During the general election season, one poll has stood as an outlier from all the other polls, consistently stating that Donald Trump has led Hillary Clinton: the U.S.C. Dornsife/Los Angeles Times Daybreak poll.
There are two good reasons, both of them based on the poll’s weighting, as to why that poll has favored Trump while all the other polls showed Clinton with a small or moderate lead, as Nate Cohn delineated comprehensively. Cohn derived his position from studying the data set and the documentation necessary to replicate the survey offered by the pollsters. As Cohn pointed out, “Despite falling behind by double digits in some national surveys, Mr. Trump has generally led in the U.S.C./LAT poll. He held the lead for a full month until Wednesday, when Hillary Clinton took a nominal lead.”
Here are the two reasons for the poll’s seeming inaccuracy in its weighting:
1. The poll weights for many tiny categories; weighting for very tiny groups, which results in big weights. For example, instead of weighting for a small category such as like 18-to-21-year-olds, the poll weights for 18-to-21-year-old men, and even admits that group comprises roughly 3.3% of the general population. As Cohn points out, “But for those voters to make up 3.3 percent of the weighted sample, these 15 voters have to count as much as 86 people — an average weight of 5.7.” One 19-year-old black man in Illinois was “weighted as much as 30 times more than the average respondent, and as much as 300 times more than the least-weighted respondent. Alone, he has been enough to put Mr. Trump in double digits of support among black voters. He can improve Mr. Trump’s margin by 1 point in the survey, even though he is one of around 3,000 panelists.” Cohn added that the reason Clinton was finally listed as leading Trump on Wednesday was that the young man was not included in the poll.

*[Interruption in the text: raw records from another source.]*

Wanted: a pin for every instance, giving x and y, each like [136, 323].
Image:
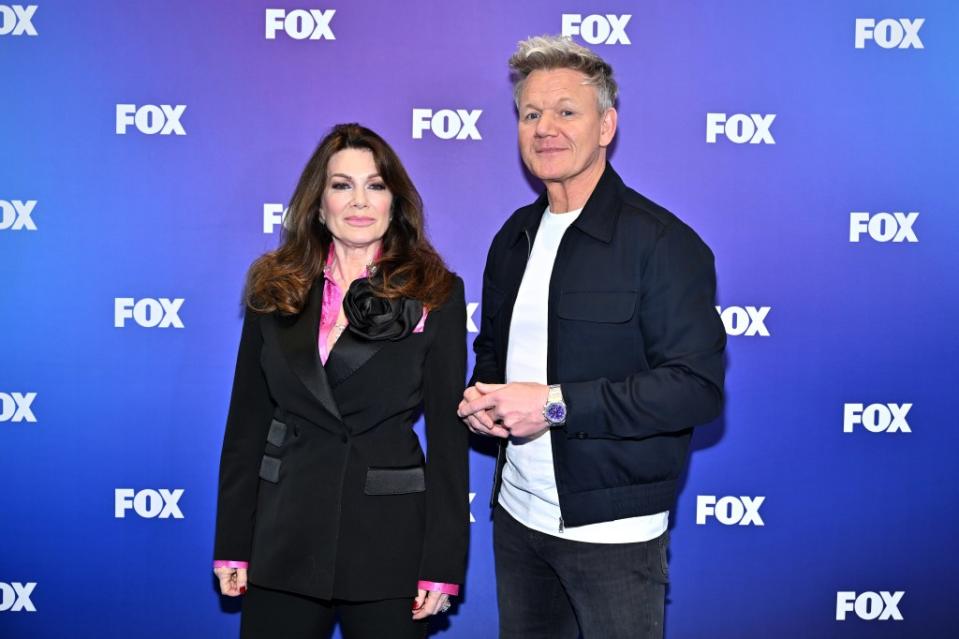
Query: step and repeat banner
[148, 150]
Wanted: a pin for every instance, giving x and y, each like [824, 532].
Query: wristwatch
[555, 409]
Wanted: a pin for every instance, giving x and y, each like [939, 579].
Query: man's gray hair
[544, 53]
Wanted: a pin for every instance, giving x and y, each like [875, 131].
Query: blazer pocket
[395, 481]
[270, 468]
[610, 307]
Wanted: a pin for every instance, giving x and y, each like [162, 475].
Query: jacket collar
[298, 340]
[599, 215]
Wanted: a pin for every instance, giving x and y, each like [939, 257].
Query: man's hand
[516, 407]
[479, 420]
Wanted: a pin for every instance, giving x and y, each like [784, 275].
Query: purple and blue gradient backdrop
[169, 216]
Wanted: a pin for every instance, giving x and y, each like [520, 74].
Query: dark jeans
[274, 614]
[553, 588]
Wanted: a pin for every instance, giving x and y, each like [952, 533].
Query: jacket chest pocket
[395, 481]
[601, 307]
[276, 438]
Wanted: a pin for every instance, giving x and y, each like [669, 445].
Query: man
[599, 350]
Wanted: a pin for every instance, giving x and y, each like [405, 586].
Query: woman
[352, 326]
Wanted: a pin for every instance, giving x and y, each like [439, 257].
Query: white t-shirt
[528, 491]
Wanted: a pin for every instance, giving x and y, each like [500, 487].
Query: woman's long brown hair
[409, 265]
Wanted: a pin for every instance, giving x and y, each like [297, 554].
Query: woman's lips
[355, 220]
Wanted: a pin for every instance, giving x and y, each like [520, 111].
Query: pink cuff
[435, 586]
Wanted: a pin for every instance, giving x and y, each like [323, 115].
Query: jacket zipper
[501, 452]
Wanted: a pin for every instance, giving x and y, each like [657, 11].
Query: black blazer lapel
[348, 355]
[297, 337]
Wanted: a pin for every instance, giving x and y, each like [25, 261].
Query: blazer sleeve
[684, 341]
[247, 424]
[447, 450]
[485, 368]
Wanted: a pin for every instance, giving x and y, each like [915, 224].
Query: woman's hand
[232, 581]
[428, 603]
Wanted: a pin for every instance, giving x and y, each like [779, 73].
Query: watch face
[556, 412]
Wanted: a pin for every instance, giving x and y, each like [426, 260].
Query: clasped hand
[504, 410]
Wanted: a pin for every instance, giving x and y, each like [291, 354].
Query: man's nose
[545, 125]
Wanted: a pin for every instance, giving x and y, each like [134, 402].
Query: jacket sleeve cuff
[584, 419]
[436, 586]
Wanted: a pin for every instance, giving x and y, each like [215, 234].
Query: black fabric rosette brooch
[377, 318]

2. The poll weights by past vote. Cohn notes that the poll weights the sample according to how people said they voted in the 2012 election. This can be inaccurate because, as Cohn explains, “People don’t report their past vote very accurately. They tend to over-report three things: voting, voting for the winner and voting for some other candidate. They underreport voting for the loser.” Thus the poll included 27 Barack Obama voters and 25% Mitt Romney voters. Cohn states, “If the survey didn’t include a past vote weight, the past vote of its respondents would be Obama 38, Romney 30. This is a lot like national surveys that were published around the same time as the U.S.C./LAT poll, like those from NBC/WSJ or the NYT/CBS News. By emphasizing past vote, they might significantly underweight those who claim to have voted for Mr. Obama and give much more weight to people who say they didn’t vote.”

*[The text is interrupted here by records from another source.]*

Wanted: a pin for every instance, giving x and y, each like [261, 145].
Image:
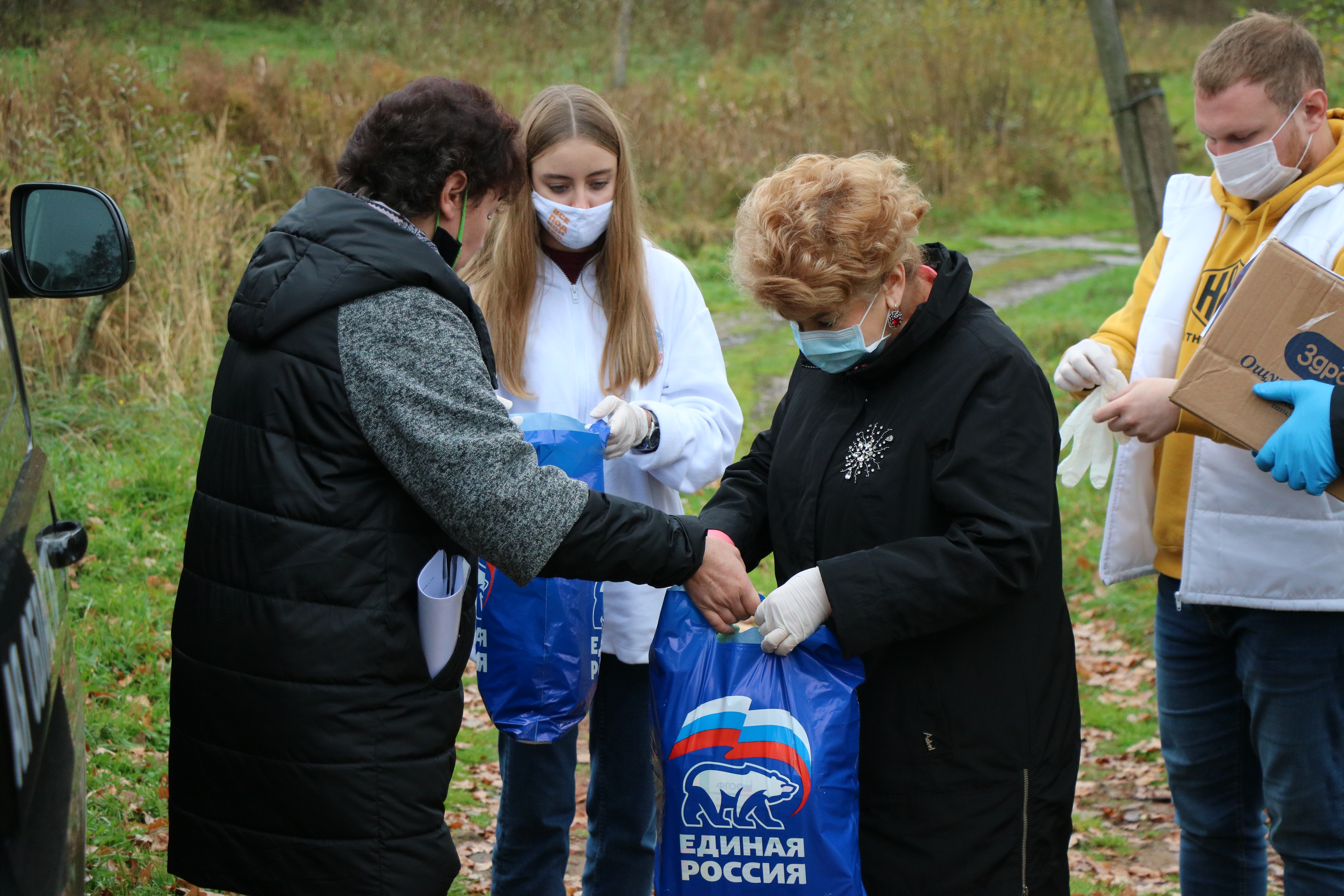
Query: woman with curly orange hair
[907, 488]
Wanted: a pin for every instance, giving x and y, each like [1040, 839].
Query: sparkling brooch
[868, 450]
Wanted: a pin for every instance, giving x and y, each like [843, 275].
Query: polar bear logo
[734, 796]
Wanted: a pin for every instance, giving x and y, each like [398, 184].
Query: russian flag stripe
[717, 721]
[779, 718]
[706, 739]
[776, 734]
[724, 704]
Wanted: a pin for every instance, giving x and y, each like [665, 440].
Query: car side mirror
[69, 241]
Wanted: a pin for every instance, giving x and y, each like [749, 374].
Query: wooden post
[623, 43]
[1136, 168]
[95, 311]
[1155, 127]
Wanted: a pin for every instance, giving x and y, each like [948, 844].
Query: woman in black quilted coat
[354, 433]
[907, 488]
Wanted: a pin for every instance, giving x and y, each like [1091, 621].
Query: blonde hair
[503, 275]
[1273, 52]
[823, 230]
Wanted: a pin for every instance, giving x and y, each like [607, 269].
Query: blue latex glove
[1302, 452]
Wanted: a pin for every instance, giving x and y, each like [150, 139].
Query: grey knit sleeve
[421, 396]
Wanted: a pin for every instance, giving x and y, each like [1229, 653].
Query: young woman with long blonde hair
[589, 319]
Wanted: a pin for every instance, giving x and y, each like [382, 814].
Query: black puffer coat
[924, 488]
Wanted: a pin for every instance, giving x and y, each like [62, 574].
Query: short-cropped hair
[412, 140]
[823, 232]
[1268, 50]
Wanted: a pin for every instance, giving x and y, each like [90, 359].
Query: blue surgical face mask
[837, 351]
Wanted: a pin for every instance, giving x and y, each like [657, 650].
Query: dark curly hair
[412, 140]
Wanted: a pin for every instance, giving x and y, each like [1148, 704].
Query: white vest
[1251, 542]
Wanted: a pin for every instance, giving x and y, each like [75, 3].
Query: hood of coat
[330, 249]
[950, 291]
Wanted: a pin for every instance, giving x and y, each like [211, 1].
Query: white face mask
[1255, 172]
[575, 228]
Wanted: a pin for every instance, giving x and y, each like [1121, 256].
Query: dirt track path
[751, 323]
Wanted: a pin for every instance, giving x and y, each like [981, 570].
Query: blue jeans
[537, 803]
[1252, 713]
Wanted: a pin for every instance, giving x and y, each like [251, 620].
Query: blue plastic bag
[759, 761]
[538, 648]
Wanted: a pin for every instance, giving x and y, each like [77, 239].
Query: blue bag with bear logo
[757, 761]
[538, 647]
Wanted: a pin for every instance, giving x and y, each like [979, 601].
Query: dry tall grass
[204, 154]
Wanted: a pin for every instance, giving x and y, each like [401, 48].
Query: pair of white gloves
[631, 425]
[1089, 366]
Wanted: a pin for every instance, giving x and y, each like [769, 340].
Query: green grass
[128, 472]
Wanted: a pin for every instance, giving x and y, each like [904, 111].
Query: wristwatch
[651, 444]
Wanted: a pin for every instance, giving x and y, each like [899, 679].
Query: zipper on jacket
[1026, 793]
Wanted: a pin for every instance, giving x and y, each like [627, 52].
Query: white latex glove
[794, 612]
[1085, 366]
[631, 425]
[1095, 444]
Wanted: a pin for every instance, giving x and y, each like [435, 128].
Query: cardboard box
[1284, 320]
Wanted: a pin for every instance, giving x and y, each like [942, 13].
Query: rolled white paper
[442, 585]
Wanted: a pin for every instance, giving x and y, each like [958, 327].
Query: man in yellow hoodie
[1249, 629]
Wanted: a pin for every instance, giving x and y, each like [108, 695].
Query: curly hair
[822, 232]
[412, 140]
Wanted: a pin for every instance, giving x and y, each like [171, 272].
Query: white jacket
[1251, 542]
[700, 418]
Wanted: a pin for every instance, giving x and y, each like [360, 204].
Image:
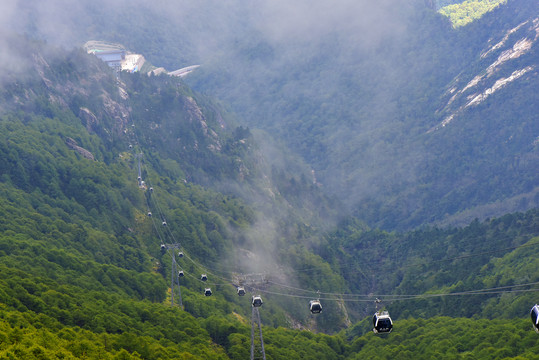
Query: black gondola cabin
[256, 300]
[381, 322]
[315, 306]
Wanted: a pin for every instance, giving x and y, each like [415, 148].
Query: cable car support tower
[174, 275]
[255, 318]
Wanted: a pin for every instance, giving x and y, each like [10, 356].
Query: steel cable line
[346, 297]
[369, 298]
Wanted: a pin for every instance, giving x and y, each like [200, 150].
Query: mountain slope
[360, 113]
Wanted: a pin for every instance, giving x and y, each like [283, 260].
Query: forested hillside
[355, 91]
[360, 110]
[106, 177]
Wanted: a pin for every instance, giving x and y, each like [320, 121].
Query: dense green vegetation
[354, 99]
[82, 275]
[468, 11]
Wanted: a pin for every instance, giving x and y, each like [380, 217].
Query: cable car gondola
[381, 322]
[315, 306]
[534, 313]
[256, 300]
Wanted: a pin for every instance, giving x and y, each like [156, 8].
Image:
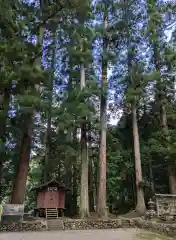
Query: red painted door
[52, 199]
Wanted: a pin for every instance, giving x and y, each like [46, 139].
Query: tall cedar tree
[161, 98]
[101, 203]
[19, 187]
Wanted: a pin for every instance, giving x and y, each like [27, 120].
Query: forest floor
[119, 234]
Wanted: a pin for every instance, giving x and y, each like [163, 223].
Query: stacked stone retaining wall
[78, 224]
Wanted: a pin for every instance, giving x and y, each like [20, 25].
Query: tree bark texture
[101, 204]
[140, 206]
[19, 187]
[91, 182]
[84, 204]
[49, 120]
[4, 107]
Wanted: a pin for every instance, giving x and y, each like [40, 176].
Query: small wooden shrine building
[50, 199]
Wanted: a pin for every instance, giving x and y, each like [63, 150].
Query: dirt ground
[119, 234]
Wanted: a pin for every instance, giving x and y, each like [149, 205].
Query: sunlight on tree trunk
[84, 206]
[140, 206]
[101, 205]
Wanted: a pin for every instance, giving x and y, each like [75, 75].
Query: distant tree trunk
[91, 183]
[49, 120]
[19, 187]
[171, 163]
[75, 180]
[101, 204]
[161, 97]
[4, 107]
[140, 207]
[84, 205]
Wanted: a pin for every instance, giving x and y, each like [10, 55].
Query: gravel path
[119, 234]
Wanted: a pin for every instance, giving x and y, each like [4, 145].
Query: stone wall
[165, 228]
[78, 224]
[169, 229]
[24, 226]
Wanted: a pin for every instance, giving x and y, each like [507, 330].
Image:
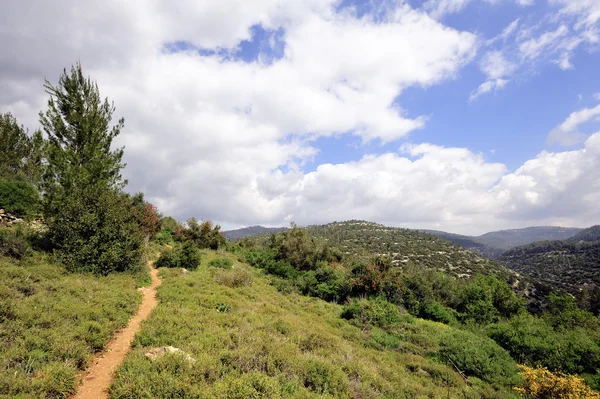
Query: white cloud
[218, 138]
[486, 87]
[567, 134]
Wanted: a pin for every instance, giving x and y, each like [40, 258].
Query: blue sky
[460, 115]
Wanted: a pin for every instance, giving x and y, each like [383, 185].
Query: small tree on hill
[91, 224]
[14, 145]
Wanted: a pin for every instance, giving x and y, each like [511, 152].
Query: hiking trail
[98, 377]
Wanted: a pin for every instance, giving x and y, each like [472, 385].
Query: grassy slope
[251, 341]
[52, 322]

Cohn explains, “If the poll was weighted to a generic set of census categories like most surveys (four categories of age, five categories of education, gender and four categories of race and Hispanic origin), Mrs. Clinton would have led in every iteration of the survey except the period immediately after the Republican convention.”

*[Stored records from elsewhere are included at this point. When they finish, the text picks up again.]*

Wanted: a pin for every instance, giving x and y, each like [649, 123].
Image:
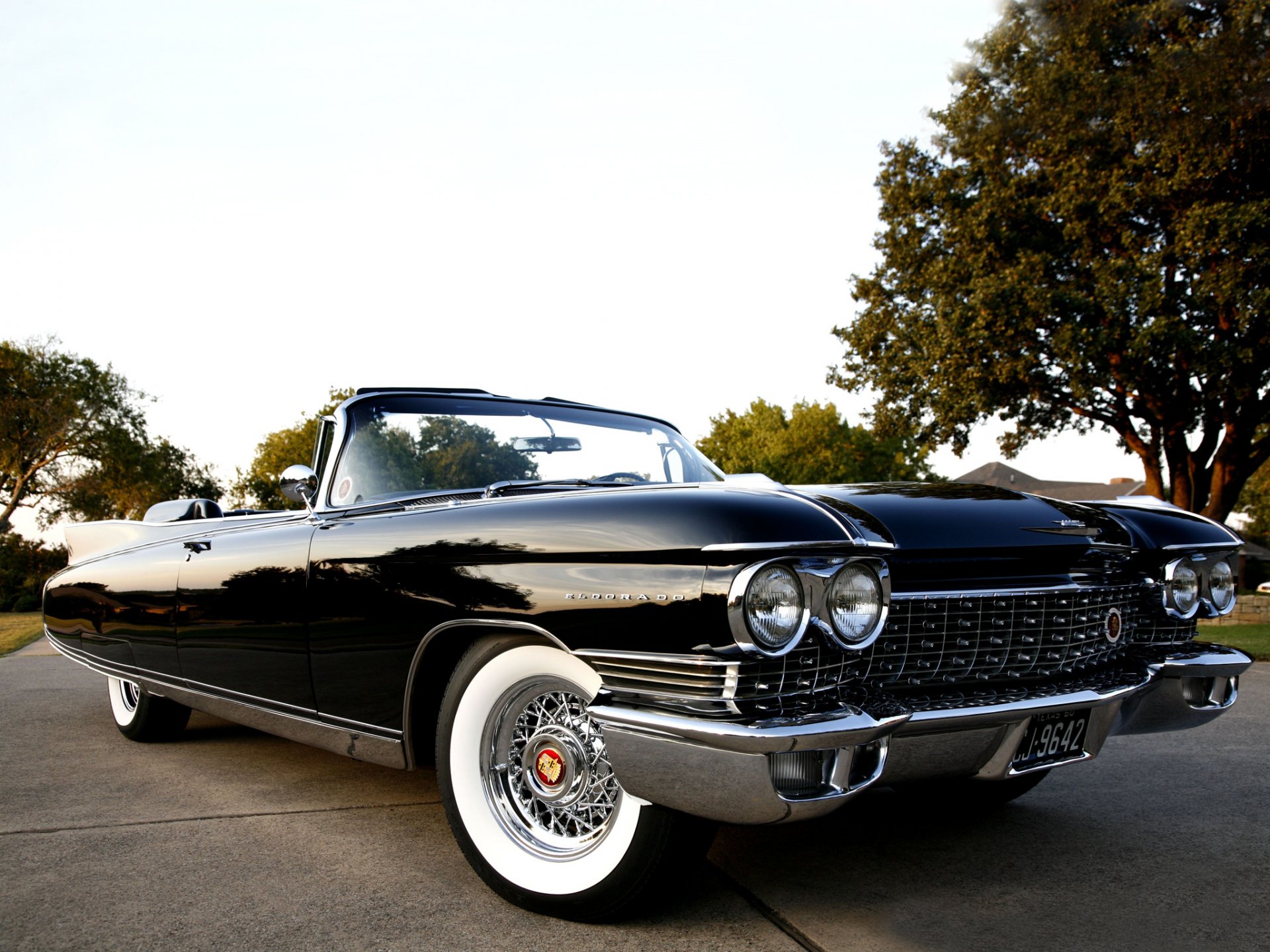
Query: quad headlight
[1199, 584]
[771, 604]
[1181, 588]
[1221, 587]
[855, 603]
[775, 607]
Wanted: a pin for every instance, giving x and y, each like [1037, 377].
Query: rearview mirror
[546, 444]
[299, 484]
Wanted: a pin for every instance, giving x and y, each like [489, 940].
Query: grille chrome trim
[694, 682]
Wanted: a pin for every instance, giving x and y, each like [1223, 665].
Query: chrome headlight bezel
[876, 569]
[738, 611]
[1206, 588]
[1170, 593]
[816, 576]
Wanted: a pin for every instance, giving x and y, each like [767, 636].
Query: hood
[948, 535]
[963, 516]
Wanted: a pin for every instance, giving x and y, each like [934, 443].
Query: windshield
[408, 446]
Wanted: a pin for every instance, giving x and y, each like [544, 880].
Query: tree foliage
[74, 441]
[454, 452]
[1255, 502]
[1087, 244]
[258, 485]
[444, 452]
[810, 446]
[23, 568]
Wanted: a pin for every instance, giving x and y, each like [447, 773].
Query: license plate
[1052, 738]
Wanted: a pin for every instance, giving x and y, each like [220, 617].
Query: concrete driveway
[235, 840]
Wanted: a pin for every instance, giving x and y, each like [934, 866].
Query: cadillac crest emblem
[549, 767]
[1113, 626]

“The U.S.C./LAT poll had terrible luck: The single most overweighted person in the survey was unrepresentative of his demographic group."
Cohn explains the the poll eschewed “trimming” the weights, meaning a poll preventing one person from being weighted up by more than some amount, like five or 10. In 2012, Gallup trimmed its weights, and nonwhite voters were underrepresented. Cohn further explains the risks of trimming or not trimming, that trimming the weights might not include enough of the voters who tend to be underrepresented, but eschewing trimming could mean a few heavily-weighted respondents could unbalance the poll.
But then he notes that the U.S.C./LAT poll is a panel — which means it recontacts the same voters repeatedly, thus leaving the poll at risk of both problems.
Cohn concludes of the single young black voter unbalancing the poll: “The U.S.C./LAT poll had terrible luck: The single most overweighted person in the survey was unrepresentative of his demographic group. The people running the poll basically got stuck at the extreme of the added variance. By design, the U.S.C./LAT poll is stuck with the respondents it has. If it had a slightly too Republican sample from the start — and it seems it did, regardless of weighting — there was little it could do about it.”